While the proliferation and maturation of Big Data, Data Analytics and information technology is aiding businesses, if not properly implemented, it can also hurt them. All of these data collected and stored can also reveal highly sensitive information.
Below are some ethical, security, privacy and compliance guidelines that require additional consideration when businesses are looking to use Big Data and Data Analytics:
1. Disclosure – businesses must disclose what is collected and how the data is used.
2. Privacy & Confidentiality – individuals have a right to control who can access their personal information and businesses must carry the burden of confidentiality to ensure that only authorized persons have access to this information.
3. Ownership – individuals have the right to control their personal/private data. Businesses that collect user data have the responsibility for the data as long as it is within their possession.
4. Data sharing – businesses must carry the burden of the security and governance of data keeping in mind that data shared with another entity may need to be revoked or rendered useless at a later time.
5. Governance and custodianship – businesses must secure the data and control access utilizing usage policies and tracking.

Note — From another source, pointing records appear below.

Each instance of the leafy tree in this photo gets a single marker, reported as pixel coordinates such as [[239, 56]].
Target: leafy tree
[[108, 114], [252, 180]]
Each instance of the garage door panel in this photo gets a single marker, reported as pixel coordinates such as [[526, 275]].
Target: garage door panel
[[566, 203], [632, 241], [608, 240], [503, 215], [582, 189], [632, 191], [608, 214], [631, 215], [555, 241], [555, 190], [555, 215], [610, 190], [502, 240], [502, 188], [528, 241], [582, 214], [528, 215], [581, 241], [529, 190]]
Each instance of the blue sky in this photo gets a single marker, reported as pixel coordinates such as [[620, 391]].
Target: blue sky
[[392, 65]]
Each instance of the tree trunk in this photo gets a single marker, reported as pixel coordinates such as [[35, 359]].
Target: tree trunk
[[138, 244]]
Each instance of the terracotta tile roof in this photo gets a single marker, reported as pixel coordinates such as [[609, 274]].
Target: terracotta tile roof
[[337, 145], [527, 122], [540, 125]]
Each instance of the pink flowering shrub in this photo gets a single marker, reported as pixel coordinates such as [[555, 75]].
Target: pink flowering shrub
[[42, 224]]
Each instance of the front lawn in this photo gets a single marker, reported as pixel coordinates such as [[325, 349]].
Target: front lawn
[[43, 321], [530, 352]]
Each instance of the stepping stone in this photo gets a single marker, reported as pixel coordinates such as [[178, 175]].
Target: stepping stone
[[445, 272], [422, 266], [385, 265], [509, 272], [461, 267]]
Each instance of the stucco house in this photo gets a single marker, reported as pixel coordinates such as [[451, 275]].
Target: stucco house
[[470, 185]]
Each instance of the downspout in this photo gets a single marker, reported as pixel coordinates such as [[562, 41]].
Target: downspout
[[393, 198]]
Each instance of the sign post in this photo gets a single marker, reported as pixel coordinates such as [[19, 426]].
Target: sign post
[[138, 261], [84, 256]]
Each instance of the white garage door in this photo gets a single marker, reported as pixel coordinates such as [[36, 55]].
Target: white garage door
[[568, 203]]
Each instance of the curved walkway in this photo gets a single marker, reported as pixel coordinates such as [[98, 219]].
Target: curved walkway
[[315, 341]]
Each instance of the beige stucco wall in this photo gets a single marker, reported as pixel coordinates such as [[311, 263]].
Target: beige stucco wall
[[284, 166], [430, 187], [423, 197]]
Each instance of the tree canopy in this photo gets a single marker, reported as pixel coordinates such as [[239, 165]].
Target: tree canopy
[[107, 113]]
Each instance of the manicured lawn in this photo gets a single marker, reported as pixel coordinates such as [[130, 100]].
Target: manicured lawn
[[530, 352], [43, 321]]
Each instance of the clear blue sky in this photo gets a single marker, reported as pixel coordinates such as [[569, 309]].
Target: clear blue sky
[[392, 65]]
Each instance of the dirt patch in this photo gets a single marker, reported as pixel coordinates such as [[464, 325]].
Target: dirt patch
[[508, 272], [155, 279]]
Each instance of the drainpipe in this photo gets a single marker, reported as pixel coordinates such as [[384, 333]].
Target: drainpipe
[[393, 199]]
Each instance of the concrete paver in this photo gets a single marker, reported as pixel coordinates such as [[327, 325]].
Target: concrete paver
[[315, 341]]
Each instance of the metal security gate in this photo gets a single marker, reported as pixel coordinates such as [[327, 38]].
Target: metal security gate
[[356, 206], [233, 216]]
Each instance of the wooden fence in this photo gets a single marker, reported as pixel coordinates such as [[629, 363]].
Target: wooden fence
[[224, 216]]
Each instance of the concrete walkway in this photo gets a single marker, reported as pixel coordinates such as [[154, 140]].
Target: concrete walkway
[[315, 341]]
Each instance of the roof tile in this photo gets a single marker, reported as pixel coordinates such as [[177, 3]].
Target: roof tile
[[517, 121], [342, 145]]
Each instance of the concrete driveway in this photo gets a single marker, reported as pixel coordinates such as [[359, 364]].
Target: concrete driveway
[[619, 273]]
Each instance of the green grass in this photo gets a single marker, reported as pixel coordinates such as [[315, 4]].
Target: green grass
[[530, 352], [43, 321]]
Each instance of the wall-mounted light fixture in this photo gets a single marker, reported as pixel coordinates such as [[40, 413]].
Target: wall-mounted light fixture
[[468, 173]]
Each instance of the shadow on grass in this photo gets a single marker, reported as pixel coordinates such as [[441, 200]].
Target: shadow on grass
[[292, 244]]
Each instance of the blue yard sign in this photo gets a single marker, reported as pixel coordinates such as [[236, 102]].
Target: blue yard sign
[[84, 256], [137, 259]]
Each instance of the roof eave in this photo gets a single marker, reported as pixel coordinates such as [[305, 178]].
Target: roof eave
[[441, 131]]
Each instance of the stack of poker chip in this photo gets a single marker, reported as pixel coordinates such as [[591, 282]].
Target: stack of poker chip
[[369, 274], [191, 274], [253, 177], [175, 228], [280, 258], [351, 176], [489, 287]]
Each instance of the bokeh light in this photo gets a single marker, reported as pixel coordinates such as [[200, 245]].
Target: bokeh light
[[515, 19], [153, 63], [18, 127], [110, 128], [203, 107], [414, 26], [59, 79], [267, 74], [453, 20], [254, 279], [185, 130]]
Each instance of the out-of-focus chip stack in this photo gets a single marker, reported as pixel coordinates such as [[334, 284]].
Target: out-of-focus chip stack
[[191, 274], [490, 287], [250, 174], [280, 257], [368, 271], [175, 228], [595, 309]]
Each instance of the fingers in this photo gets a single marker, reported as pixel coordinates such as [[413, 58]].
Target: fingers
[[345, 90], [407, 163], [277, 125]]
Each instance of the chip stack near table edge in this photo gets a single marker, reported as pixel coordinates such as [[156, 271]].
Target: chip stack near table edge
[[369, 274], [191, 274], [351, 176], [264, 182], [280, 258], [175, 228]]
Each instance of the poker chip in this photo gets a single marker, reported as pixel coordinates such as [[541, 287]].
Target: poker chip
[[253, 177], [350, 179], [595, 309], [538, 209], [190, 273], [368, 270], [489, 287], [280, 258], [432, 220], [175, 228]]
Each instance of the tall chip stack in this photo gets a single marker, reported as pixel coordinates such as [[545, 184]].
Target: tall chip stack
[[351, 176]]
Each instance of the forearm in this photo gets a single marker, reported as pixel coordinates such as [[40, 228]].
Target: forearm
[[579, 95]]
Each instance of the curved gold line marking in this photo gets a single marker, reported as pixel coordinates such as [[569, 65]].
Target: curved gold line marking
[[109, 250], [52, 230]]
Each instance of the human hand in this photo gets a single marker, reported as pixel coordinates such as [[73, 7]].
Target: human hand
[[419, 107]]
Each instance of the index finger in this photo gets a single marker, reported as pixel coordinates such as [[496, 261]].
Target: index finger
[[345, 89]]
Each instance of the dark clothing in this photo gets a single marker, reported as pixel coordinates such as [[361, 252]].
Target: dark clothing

The rapid technological advances in our society are creating more and more ways for businesses and customers to benefit from them. However, the same advances are putting sensitive data at risk. Businesses can benefit from implementing a comprehensive data security framework along with Big Data and Data Analytics to better understand what sensitive data they possess, maintain complete control and custody of that data and to monitor and analyze their risk in owning and using the data.